2. The reporting person acquired (i) 1,578,302 shares of Common Stock in exchange for 16,150,000 Class A Units of Pineapple and (ii) 250,000 shares of Common Stock in exchange for 1,000,000 Class C units of Pineapple, pursuant to the Merger on the Closing Date. Additionally, on the Closing Date, the reporting person became entitled to receive 904,760 shares of Common Stock pursuant to an "earn-out" provision (the "Earn-Out Consideration") in the Merger agreement, which entitled certain Pineapple shareholders to receive additional shares of Common Stock if a funding-related condition to the closing of the Merger was satisfied by Pineapple or waived by the issuer. Of the 904,760 shares of Common Stock of Earn-Out Consideration, 301,587 shares of Common Stock are being held in escrow by a third-party escrow agent, (CONTINUED IN FOOTNOTE 3)
3. (CONTINUING FROM FOOTNOTE 2) and will be distributed according to the terms of an escrow agreement that was entered into on the Closing Date by and among the issuer and certain Pineapple shareholders (the "Escrow Agreement"), which states that if the volume weighted average trading price of the Common Stock for the 30 consecutive trading days beginning on April 4, 2022 ("VWAP ") is $8.00 per share of Common Stock or higher, the reporting person shall receive all of the 301,587 escrowed shares of Common Stock; however, to the extent the VWAP is below $8.00, the number of shares of Common Stock to be issued shall be reduced in accordance with the formula outlined in Section 6(c)(ii) of the Escrow Agreement. The remaining 603,173 shares of Earn-Out Consideration were issued to the reporting person in connection with the closing of the Merger. The closing price of the issuer's common stock on the Closing Date was $8.18.

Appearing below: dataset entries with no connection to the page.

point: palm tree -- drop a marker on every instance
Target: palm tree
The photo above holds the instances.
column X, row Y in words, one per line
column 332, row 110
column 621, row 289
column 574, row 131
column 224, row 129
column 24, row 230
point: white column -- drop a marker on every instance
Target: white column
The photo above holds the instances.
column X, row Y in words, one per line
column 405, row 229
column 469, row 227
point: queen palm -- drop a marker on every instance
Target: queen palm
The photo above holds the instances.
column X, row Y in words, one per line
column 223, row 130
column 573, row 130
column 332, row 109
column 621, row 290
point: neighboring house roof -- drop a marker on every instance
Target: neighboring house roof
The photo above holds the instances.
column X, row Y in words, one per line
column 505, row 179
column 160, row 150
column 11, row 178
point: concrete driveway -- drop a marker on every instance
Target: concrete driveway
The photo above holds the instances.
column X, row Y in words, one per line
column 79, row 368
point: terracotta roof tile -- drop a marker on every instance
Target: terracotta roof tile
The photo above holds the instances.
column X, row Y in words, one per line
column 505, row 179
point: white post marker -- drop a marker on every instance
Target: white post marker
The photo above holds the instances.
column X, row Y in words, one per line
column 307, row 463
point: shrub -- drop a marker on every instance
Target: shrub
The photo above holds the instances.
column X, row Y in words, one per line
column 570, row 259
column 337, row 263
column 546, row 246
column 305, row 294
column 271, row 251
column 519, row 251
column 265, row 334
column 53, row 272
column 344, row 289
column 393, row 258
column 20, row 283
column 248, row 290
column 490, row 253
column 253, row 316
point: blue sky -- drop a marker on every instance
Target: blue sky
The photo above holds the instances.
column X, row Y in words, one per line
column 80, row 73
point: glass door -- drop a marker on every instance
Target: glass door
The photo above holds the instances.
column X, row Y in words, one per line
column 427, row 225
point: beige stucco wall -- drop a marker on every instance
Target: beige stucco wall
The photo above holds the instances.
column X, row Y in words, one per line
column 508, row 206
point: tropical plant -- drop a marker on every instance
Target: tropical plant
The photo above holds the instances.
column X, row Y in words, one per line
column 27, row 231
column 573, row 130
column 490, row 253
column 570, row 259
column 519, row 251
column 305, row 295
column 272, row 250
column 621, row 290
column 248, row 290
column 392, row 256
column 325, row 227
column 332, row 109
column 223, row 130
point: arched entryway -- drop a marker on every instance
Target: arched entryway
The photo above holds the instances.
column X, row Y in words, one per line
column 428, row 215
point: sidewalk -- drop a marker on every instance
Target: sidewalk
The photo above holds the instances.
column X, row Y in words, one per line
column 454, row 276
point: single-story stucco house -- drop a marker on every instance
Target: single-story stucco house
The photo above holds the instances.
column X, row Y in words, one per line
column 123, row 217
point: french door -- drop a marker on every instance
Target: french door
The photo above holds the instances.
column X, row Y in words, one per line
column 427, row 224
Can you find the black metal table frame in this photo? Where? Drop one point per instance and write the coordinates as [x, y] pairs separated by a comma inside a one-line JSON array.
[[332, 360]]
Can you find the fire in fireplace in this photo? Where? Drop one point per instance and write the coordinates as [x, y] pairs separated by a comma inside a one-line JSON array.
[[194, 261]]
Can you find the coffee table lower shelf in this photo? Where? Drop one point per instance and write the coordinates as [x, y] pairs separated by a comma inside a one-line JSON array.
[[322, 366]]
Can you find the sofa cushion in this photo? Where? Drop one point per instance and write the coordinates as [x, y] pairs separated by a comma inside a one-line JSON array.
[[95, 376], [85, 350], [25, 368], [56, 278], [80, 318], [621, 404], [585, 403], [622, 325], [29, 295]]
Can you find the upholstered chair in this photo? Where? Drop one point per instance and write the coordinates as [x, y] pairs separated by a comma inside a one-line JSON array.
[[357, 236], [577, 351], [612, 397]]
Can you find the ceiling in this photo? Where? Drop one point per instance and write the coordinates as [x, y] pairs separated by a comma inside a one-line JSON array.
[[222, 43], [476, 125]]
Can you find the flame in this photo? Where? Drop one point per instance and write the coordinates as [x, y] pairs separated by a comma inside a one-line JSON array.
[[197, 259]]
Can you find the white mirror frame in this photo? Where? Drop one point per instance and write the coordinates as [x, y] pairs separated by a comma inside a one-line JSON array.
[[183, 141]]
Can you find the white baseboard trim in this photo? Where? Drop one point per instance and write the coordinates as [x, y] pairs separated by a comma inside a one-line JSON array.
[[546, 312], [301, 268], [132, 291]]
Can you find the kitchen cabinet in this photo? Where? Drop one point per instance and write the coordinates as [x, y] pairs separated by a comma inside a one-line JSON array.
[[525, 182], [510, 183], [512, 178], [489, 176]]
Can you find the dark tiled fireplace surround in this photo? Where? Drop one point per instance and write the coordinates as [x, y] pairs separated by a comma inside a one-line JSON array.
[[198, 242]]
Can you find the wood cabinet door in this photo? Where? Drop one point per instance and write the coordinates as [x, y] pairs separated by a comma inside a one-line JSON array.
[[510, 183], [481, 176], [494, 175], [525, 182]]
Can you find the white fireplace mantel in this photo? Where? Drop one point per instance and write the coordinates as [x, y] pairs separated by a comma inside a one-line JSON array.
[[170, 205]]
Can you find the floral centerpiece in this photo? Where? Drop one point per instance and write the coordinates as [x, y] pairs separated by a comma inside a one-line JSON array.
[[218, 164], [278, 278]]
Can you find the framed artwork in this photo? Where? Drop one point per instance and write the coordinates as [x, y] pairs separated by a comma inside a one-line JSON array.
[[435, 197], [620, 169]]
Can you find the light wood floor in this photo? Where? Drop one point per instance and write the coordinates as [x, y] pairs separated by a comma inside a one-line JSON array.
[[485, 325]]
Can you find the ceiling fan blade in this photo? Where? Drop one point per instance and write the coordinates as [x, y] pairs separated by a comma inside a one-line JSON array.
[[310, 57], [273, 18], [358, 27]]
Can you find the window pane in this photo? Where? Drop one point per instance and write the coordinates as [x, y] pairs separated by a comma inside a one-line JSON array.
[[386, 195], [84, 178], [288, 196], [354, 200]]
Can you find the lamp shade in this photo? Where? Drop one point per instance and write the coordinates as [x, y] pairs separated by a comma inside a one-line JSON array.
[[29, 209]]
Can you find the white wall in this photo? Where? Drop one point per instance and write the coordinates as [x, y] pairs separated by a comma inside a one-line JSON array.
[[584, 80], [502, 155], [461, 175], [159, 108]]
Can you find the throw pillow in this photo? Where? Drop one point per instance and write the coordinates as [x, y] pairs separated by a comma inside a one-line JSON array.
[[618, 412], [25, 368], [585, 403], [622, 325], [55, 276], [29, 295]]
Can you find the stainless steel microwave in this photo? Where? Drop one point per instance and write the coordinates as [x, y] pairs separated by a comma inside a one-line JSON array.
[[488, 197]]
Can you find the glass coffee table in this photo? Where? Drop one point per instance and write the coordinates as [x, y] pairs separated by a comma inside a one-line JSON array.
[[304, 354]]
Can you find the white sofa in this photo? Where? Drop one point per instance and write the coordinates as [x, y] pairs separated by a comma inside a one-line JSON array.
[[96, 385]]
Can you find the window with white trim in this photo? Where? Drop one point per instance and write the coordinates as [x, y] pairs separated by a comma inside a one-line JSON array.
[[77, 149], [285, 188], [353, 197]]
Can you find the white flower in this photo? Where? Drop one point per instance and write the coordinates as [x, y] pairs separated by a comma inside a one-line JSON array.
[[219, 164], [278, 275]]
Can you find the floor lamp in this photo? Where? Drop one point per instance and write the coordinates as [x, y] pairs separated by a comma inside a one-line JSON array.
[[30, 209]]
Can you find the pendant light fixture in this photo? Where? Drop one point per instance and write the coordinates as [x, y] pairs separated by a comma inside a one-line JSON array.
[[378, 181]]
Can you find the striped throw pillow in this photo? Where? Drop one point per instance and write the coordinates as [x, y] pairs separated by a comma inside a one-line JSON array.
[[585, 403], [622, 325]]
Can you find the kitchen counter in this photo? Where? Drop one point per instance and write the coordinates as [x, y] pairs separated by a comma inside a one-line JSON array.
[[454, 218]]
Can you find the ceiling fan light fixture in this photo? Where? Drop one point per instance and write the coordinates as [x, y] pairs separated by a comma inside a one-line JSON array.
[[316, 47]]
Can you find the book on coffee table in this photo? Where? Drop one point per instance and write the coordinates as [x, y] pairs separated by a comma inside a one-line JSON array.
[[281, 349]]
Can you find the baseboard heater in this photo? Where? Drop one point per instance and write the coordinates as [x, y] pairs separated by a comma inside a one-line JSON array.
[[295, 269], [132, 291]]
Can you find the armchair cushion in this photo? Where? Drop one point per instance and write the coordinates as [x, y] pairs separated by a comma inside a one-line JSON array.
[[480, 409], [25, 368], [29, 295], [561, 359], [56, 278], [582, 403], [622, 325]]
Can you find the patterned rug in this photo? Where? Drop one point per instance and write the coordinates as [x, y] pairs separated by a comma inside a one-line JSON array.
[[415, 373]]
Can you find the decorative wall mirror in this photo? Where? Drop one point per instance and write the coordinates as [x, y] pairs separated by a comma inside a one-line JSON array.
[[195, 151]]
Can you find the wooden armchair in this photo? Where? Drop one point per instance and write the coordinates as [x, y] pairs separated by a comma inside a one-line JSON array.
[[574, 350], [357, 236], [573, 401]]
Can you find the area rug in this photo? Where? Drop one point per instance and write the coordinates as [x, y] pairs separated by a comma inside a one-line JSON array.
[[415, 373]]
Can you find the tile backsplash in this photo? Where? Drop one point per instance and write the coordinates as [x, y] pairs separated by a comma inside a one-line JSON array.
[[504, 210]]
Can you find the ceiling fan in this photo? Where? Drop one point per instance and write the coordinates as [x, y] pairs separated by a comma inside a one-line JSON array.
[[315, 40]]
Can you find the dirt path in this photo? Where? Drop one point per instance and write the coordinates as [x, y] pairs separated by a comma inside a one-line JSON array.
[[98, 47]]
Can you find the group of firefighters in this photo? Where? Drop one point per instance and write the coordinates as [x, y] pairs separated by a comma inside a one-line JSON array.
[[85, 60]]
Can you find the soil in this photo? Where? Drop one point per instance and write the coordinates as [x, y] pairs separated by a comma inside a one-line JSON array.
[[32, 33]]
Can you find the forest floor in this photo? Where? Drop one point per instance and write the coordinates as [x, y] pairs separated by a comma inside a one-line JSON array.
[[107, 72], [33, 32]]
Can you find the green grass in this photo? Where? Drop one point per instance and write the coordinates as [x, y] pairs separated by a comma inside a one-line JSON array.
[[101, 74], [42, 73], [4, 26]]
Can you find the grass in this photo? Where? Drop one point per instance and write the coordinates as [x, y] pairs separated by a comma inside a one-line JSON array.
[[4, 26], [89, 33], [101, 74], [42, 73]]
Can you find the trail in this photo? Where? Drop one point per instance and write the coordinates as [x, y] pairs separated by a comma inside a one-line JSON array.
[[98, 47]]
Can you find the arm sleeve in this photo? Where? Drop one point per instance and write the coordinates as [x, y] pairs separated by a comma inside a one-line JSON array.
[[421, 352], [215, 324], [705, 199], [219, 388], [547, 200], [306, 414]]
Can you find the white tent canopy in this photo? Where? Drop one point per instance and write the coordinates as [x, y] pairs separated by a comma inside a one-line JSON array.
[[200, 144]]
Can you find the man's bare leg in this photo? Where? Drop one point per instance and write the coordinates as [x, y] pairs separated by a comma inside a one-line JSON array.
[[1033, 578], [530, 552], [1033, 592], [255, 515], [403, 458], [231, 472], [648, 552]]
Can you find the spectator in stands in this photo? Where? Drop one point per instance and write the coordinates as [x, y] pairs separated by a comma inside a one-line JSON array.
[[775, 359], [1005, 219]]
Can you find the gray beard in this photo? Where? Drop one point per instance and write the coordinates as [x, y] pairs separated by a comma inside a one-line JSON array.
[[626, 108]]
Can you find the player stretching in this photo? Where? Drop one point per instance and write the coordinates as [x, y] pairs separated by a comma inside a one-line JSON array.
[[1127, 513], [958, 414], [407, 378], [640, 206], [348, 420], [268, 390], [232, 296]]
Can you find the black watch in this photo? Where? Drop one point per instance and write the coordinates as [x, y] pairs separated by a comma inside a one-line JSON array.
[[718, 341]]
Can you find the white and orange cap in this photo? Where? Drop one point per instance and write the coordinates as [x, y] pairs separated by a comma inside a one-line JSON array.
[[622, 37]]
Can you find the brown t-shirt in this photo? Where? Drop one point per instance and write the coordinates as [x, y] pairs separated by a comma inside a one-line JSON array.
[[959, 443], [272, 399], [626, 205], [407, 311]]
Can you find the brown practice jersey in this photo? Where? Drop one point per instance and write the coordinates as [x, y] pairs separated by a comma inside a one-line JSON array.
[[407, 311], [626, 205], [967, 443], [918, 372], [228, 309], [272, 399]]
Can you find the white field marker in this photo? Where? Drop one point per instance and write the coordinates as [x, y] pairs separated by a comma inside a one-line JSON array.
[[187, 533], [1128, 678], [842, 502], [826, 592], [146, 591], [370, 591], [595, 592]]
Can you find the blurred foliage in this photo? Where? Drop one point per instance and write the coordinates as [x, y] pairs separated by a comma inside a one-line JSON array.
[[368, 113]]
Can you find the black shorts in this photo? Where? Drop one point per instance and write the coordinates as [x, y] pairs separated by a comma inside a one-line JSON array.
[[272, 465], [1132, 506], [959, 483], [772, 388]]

/s/ Scott Honour, Managing Director 04/04/2022
** Signature of Reporting Person Date
Reminder: Report on a separate line for each class of securities beneficially owned directly or indirectly.
* If the form is filed by more than one reporting person, see Instruction 4 (b)(v).
** Intentional misstatements or omissions of facts constitute Federal Criminal Violations See 18 U.S.C. 1001 and 15 U.S.C. 78ff(a).